The Comptroller and Auditor General (CAG) is taking small but firm steps to bring intelligence and financial investigation agencies under its audit umbrella.
In 2010,it did a special audit of the National Technical Research Organisation NTRO which was followed by audit of the Research and Analysis Wing RAW. Now,the CAG is targeting financial intelligence units like the Directorate of Revenue Intelligence (DRI),Enforcement Directorate (ED) and the Central Excise Intelligence unit for special audits.
While the final nod for the audits of NTRO and R&AW were given at the level of the National Security Adviser (NSA),after an agreement on what information could be shared with the auditors,sources said the CAGs move to begin audits of the other agencies has met with resistance from the revenue department.
Following the CAGs request for scrutiny of DRI files,Revenue Secretary Sumit Bose is learnt to have taken up the issue with Cabinet Secretary Ajit Seth.
According to sources,the DRI has only handed over some peripheral data to the CAG so far,and a final decision is yet to be taken. CAG officials said the proposed audit was also aimed at evaluating whether the agencys assessment of duties and penalties matched the intelligence and data generated by it.
CAG sources said the disbursement and use of secret service funds by agencies like the NTRO and DRI has been discussed for long,since the auditors feel it is crucial to link the agencys operations with the funds sanctioned.
At present,any intelligence or investigation agency which shows an increase in annual expenditure of over 25 per cent of its allotted secret service funds is required to inform the CAG. But these have rarely been reported to the apex auditor in the past.
Since none of these audits are covered under Article 151 of the Constitution,the reports are not sent to the President or tabled in parliament. While the special audit report on NTRO was submitted to the NSA,the report on R&AW is learnt to have been submitted to the Cabinet Secretariat and the Prime Ministers Office (PMO).
The CAGs foray into the scrutiny of intelligence agencies has yielded mixed results so far.

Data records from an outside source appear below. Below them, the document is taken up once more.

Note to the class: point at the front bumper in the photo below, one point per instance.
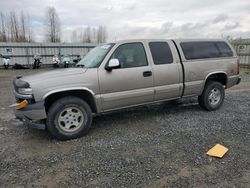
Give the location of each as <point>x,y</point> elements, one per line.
<point>34,111</point>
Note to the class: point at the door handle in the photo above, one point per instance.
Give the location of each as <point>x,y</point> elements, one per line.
<point>147,73</point>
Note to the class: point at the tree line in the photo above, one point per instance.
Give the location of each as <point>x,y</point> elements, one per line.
<point>17,28</point>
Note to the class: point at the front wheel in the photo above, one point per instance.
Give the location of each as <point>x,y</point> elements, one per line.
<point>69,118</point>
<point>212,96</point>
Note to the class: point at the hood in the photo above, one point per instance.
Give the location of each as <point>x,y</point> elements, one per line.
<point>53,74</point>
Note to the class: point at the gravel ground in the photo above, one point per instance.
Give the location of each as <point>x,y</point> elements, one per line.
<point>152,146</point>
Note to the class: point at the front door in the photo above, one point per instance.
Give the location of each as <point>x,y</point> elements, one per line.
<point>131,83</point>
<point>167,72</point>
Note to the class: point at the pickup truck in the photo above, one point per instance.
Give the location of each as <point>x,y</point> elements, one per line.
<point>126,74</point>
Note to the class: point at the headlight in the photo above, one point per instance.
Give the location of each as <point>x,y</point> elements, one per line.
<point>26,91</point>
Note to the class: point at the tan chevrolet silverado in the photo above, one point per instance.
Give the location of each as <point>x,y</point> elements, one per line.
<point>126,74</point>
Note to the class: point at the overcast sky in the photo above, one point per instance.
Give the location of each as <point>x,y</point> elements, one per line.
<point>127,19</point>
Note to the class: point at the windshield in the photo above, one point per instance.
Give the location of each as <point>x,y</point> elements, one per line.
<point>94,58</point>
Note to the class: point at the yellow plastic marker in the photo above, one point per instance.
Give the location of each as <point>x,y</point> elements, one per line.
<point>217,151</point>
<point>22,104</point>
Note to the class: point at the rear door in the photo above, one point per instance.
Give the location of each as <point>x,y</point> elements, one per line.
<point>167,70</point>
<point>132,83</point>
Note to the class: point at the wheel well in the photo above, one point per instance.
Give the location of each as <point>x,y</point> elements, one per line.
<point>83,94</point>
<point>219,77</point>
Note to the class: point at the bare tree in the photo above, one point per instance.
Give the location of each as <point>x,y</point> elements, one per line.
<point>101,34</point>
<point>52,25</point>
<point>87,35</point>
<point>3,32</point>
<point>15,28</point>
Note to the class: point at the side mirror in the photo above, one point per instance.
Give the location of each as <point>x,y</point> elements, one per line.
<point>113,64</point>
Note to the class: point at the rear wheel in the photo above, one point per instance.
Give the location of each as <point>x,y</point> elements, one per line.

The special audit of the NTRO brought to light alleged irregularities in purchases and recruitment. But CAG sources said the scrutiny of R&AW has not yielded any significant findings. One reason for this could be that for the past two years,the internal audit report of the R&AW (a CAG officer is permanently stationed in the R&AW audit unit) and follow-up action taken are also shared with the CAG.